Not so expensive after all

Vouillamoz is an ardent believer that Swiss wines deserve to be better recognised. He explains that the extraordinary variety of wines with distinctive personalities on such a small territory is due to the presence of different soils (a result of the formation of the Alps and their glaciers) and climates (Atlantic, Mediterranean, Continental), as well as the hot-blowing Föhn wind that crosses the main wine-growing regions.

He admits, however, that the Parker recognition can create tricky situations. If producers are tempted to raise their prices unduly or export their better wines, they will neglect their local bases.

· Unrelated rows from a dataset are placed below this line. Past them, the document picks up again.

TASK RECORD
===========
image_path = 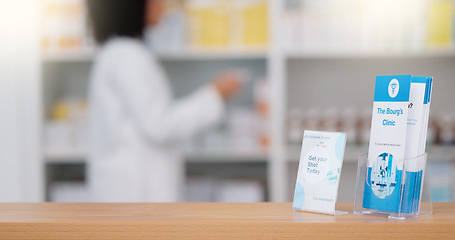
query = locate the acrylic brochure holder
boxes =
[354,153,433,219]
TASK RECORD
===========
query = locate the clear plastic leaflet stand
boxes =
[354,153,433,219]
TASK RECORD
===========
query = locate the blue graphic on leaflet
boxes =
[363,153,423,213]
[374,75,412,102]
[363,153,403,211]
[401,170,423,213]
[423,77,433,104]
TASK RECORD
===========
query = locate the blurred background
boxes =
[0,0,455,202]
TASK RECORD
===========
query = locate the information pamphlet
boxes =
[293,131,346,214]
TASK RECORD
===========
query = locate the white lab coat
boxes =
[88,37,224,202]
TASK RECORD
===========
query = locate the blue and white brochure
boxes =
[293,131,346,215]
[363,75,412,212]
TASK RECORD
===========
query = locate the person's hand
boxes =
[213,71,244,99]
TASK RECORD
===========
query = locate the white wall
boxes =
[0,0,44,202]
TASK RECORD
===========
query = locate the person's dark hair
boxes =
[86,0,146,44]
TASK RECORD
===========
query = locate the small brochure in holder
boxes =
[354,153,433,219]
[292,131,347,215]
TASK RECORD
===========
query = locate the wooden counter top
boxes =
[0,203,455,239]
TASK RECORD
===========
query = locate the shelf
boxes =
[42,49,95,62]
[44,149,268,164]
[285,49,455,60]
[185,149,269,163]
[44,150,87,164]
[156,48,267,61]
[42,48,267,63]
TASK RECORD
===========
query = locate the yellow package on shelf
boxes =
[427,0,454,47]
[239,0,268,46]
[187,0,230,47]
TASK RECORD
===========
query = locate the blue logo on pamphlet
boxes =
[389,78,400,98]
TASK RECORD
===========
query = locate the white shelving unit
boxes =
[42,0,455,202]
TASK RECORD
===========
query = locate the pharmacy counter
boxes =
[0,203,455,239]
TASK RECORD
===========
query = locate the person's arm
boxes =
[114,49,230,144]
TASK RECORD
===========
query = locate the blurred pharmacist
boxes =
[87,0,241,202]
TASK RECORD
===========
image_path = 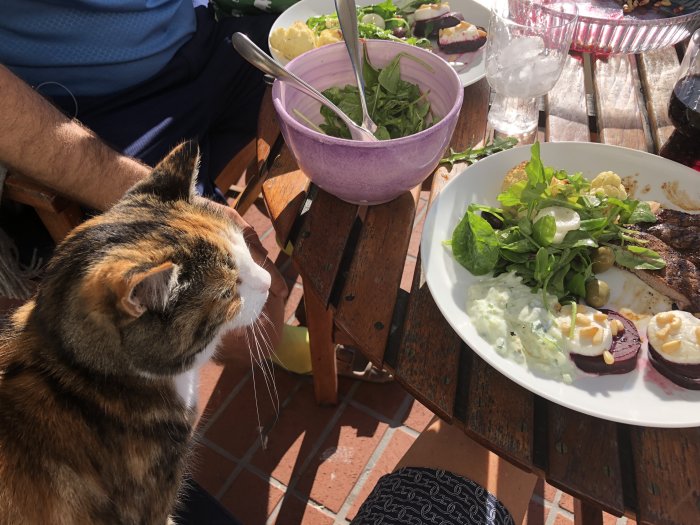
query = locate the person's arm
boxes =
[0,65,150,210]
[0,65,288,348]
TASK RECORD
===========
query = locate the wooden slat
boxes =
[631,427,700,525]
[262,146,310,247]
[593,55,650,151]
[293,190,357,306]
[450,78,490,151]
[547,403,628,516]
[304,281,338,405]
[466,350,535,468]
[335,188,420,366]
[395,260,462,421]
[545,55,590,142]
[639,47,680,153]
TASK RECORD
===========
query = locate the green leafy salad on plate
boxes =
[447,143,665,307]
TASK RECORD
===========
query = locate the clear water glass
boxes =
[485,0,578,137]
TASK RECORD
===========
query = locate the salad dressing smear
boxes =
[466,272,576,383]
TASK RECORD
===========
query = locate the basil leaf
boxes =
[452,210,499,275]
[532,215,557,246]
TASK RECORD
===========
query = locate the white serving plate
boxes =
[421,142,700,427]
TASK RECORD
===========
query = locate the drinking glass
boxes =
[486,0,578,137]
[659,29,700,171]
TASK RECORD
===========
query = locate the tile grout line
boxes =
[336,388,417,524]
[207,377,303,500]
[197,364,253,437]
[336,426,399,523]
[266,382,359,525]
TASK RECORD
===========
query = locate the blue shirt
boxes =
[0,0,196,95]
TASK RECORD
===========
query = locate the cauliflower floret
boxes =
[316,29,343,47]
[590,171,627,200]
[270,21,316,60]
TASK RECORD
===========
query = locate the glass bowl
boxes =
[571,0,700,54]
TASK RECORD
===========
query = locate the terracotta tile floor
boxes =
[193,194,635,525]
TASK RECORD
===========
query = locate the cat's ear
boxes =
[119,262,178,318]
[129,140,199,202]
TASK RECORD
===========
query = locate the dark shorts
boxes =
[45,7,276,203]
[352,467,515,525]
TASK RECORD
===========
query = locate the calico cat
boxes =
[0,143,270,525]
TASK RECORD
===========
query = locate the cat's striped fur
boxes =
[0,143,270,525]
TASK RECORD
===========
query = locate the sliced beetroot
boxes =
[649,343,700,390]
[570,309,642,375]
[438,28,486,54]
[413,11,464,38]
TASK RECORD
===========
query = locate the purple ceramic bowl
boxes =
[272,40,464,204]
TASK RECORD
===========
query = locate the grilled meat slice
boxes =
[629,208,700,268]
[630,231,700,312]
[641,223,700,268]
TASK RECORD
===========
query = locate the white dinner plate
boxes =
[268,0,489,87]
[421,142,700,427]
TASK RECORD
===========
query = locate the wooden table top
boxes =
[263,48,700,525]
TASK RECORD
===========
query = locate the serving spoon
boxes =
[231,33,379,142]
[334,0,377,133]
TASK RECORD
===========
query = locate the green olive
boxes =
[591,246,615,273]
[586,279,610,308]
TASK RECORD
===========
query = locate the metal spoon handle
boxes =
[231,33,377,141]
[334,0,377,132]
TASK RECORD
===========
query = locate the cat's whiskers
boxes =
[245,320,279,450]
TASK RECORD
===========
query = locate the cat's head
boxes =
[30,143,270,376]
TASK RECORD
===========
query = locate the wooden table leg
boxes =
[574,498,603,525]
[304,285,338,405]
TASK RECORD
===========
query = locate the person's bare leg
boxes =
[396,417,537,523]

He mentions the case of Marie-Thérèse Chappaz, whose legendary organic wines from Fully in the Valais are so successful that she is obliged to set quotas on her sales.

“For comparable qualities, Swiss wines are still a bargain,” Vouillamoz affirms.

He becomes almost emotional when he describes how he introduced Schildknecht to an Arvine produced by Robert Taramarcaz at his Domaine des Muses. The American critic insisted on meeting him.

Quality instead of quantity

“I have had so many requests from abroad since being mentioned by Schildknecht,” Taramarcaz told swissinfo.ch. “It’s as if a spotlight was suddenly shining on Swiss wines.”

Asked whether recognition hadn’t come rather late, Taramarcaz expressed the opinion, shared by many other winemakers, that the quality of Swiss wines has improved immeasurably only in recent years.

Following several years of over-production and the impossibility to compete against cheaper foreign table wines, “We realised that the only way to survive was to aim for top quality, not quantity,” he pointed out.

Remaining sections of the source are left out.